I was asked to tape a program onto my VCR the other night, but after spending almost two hours with instructions, cords, aerials and trying with two different TV sets I had to admit defeat. (Is it an AV connection or an RV connection? is one of the things that stumped me. Among others.)  The car is overheating so I am spending days phoning mechanics, putting water into the radiator, waiting in the waiting room at mechanical repair joints, and just generally worrying.  My computer is downloading so slowly that I basically go away and do the washing while I am waiting for it to load a page – the computer help people of course suggested that I disconnect the modem and wait five minutes then switch it back on again, I mean, what other suggestion do they ever make? – but to no avail.

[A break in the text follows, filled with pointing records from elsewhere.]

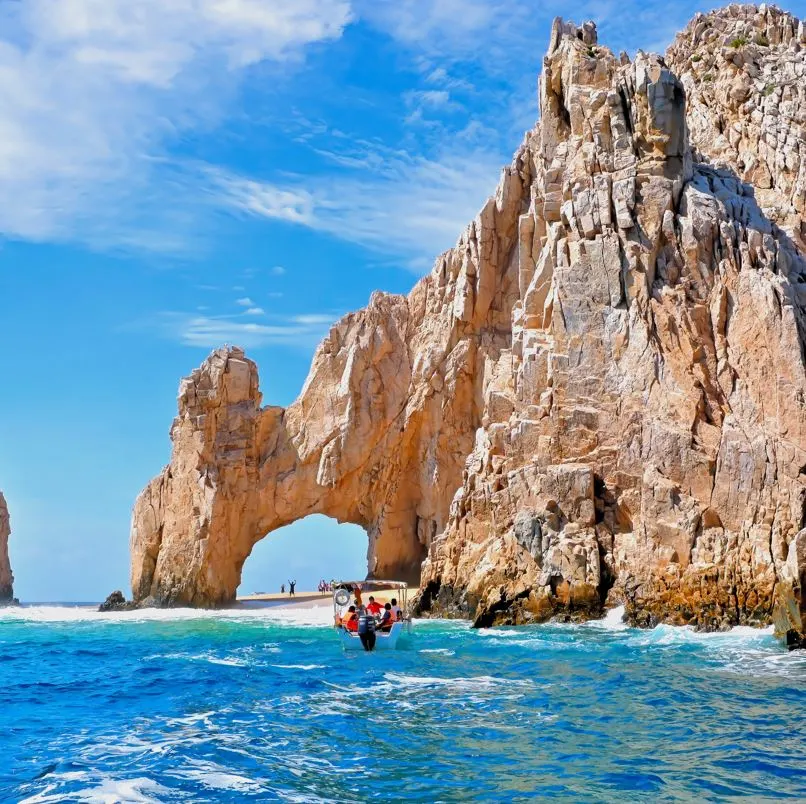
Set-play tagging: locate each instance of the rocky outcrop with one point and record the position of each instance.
(6, 576)
(744, 72)
(596, 397)
(116, 602)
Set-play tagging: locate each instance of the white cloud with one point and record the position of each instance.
(410, 207)
(92, 92)
(304, 330)
(435, 98)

The galling thing is that I know full well that Nev would have got the VCR recording within five minutes (without even glancing at the instruction manual), Ross or Don would have taken charge of the over-heating vehicle and had it smartly dealt with after knowledgeable discussions with the mechanic, and Dave would have had the computer running like a dream in no time and in fact would upgrade and improve it.

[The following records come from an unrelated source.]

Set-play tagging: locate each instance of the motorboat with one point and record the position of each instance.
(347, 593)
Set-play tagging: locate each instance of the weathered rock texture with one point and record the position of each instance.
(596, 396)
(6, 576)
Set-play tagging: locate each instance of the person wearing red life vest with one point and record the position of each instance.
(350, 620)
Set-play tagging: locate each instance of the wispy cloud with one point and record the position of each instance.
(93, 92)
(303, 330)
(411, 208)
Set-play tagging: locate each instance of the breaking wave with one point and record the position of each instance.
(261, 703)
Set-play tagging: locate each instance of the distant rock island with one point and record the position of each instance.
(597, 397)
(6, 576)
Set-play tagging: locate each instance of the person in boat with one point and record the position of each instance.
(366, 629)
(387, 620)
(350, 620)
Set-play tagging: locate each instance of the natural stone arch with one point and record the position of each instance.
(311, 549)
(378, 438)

All right, you indignant feminists, I will admit that my niece is a computer whiz, my (female) friend knows all there is to know about car mechanics, and my erstwhile (female) next-door neighbour did the electronic stuff in their household.  So I don’t really need a male, I just need an expert in various things. (PS For the record, I was going to title this entry “I need a man” but thought I might get overwhemed by internet offers that I didn’t want.)

But the time I definitely wished there was a man in the house was yesterday morning when I went outside for the paper and found a dead, dis-embowelled, very large rat on my doorstep. (Thank you, cat … A mouse is one thing, but!)  Now, that is one occasion when I would really like to wilt and go all “girly” and leave it to a man!